Взвизгнула дверь, застучали каблуки. Боком вспорхнула Наталья Лопухина, шлюха знатная. Греховно и томно глядели на царицу ее медовые глаза; на персиковых щеках чернели клееные мушки. Все шуршало, переливалось, сверкало на ней. “Так вот какова любовница Рейнгольда Левенвольде… Хороша чертовка!"
— Ну, — вскинула руку Анна, — целуй же… Лопухина подняла свои прекрасные глаза:
— От Остермана я, матушка.
— Так что? — спросила Анна, опять робея.
— При въезде на Москву вы должны объявить себя полковником полка Преображенского и капитаном кавалергардии.
— В уме ль они там? — попятилась Анна (хрустнул под нею стол). — Да меня верховные со света сживут.

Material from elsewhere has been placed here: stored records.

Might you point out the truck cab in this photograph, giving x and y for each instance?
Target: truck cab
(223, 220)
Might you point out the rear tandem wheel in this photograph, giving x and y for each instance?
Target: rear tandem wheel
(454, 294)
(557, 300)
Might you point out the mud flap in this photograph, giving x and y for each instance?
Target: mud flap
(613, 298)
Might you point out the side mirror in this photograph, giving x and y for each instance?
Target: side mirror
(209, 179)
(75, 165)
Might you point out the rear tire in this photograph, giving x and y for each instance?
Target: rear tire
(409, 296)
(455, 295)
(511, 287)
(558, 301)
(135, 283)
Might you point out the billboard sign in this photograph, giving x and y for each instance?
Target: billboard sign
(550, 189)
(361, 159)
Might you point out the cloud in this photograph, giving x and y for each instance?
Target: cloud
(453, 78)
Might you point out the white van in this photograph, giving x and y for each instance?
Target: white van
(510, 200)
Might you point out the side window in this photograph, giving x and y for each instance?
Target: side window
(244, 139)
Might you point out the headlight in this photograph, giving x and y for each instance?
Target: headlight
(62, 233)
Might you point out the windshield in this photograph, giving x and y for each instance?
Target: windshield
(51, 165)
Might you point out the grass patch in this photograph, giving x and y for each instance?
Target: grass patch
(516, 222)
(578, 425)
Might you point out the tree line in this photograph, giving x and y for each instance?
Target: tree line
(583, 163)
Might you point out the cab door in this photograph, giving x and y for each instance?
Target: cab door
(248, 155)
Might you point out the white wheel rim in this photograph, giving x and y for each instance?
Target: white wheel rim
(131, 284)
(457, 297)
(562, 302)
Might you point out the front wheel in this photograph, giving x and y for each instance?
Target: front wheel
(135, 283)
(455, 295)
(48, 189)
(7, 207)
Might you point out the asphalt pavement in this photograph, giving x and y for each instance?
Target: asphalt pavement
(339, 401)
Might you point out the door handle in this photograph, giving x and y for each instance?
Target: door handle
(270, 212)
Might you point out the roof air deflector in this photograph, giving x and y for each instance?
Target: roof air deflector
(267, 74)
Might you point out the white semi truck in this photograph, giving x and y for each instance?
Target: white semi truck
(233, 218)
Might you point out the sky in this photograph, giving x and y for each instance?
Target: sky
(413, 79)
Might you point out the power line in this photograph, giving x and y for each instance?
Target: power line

Лукич, яко дракон, стережет меня. Кондиции-то подписала. — я. Иль Остерман о том не знает?
— Остерман велел сказать, — зашептала Лопухина, — что кондиций тех не будет. Вы только объявитесь гвардии полковником, а гвардия вас утвердит в самодержавье полном…
Снова взвизгнула дверь — Василий Лукич! Анна схватила Лопухину за голову, помяв ей букли, втиснула в свою грудь лицом: статс-дама задыхалась в объятиях — от пота, молока, румян.
— Иди, иди, Лукич, — сказала Анна. — Хоть в бабьи-то дела не лезь. Дай толковать свободно подругам старым…
В доме отчем невмоготу стало Наташе Шереметевой: толклись с утра до вечера родичи — Салтыковы, Черкасские, Урусовы, Собакины, Нарышкины, Апраксины и прочие. Уговаривали:
— Душенька, солнышко, не поздно еще. На што тебе князь Иван сдался? Ведаешь ли, что фавора его не стало и быть ему в наветах опасных… Отступись, золотко! Глянь-ка, сколь красавчиков по Москве бегает, так и ширяют под окошком твоим. В омморок их по красе твоей так и кидат, так и кидат!
Наташа вдевала нитку в иглу, топорщила губку:
— Спасибо вам, миленькие, что печетесь. Но высокоумна я! И слово свое выше злата ценю. Нет у меня привычки такой глупой, чтобы сегодня одного любить, а другого завтрева.
С тех пор как сбросил князь Иван Долгорукий золотую придворную сбрую, стал Иван похож на крестьянского парня: лицо круглое, щекастое, губы толстые, нос широкий, глаза с косинкой малозаметной… Простоват стал Ваня!
— Пропали мы с тобой, — говорил. — Принуждать к супружеству не смею: вольна ты, ангел мой, отстать от меня! Небось сама не малая, чуешь, каково с куртизанами бывает на Руси…
— А вам бы, сударь, — отвечала Наташа, — и постыдиться меня должно. Перед вами боярышня, которая слово дала вам. Быть ей матерью детей ваших, а вы ей гибель злую пророчите…
В санях Ивана поджидал Иоганн Эйхлер:
— Плакал никак, князь?
— Молчи, рыло чухонское, а то по зубам тресну… Завернули на Мясницкую, где велел Иван остановить лошадей и вытолкал Иогашку прочь из саней, — замигал тот поросячьими белыми ресницами.
— За что меня изгоняешь? — спросил жалобно.
— Иди, поцелуемся напоследки, — ответил ему Долгорукий. — От добра тебя изгоняю. Куртизаны на Руси с господином гибнут. Вот так… А ты куртизан при куртизане! Потому есть тебе каши березовой! Ступай от меня подалее… Пошел!
И рванули кони. С раскрытым ртом, держа флейту под мышкой, остался посреди Мясницкой крестьянский сын из провинции Нарвской. Запахнул он воротник шубы. “Ну, — подумал, — шубу я проем, а что потом есть буду?” Огляделся Эйхлер по сторонам и решил: на Мясницкой не пропадешь. Эвон какие хоромы стоят. Живут себе бояре да шляхетство знатное, щиплют мужиков по деревням и нужды не ведают. А много ли надо Иогашке Эйхлеру?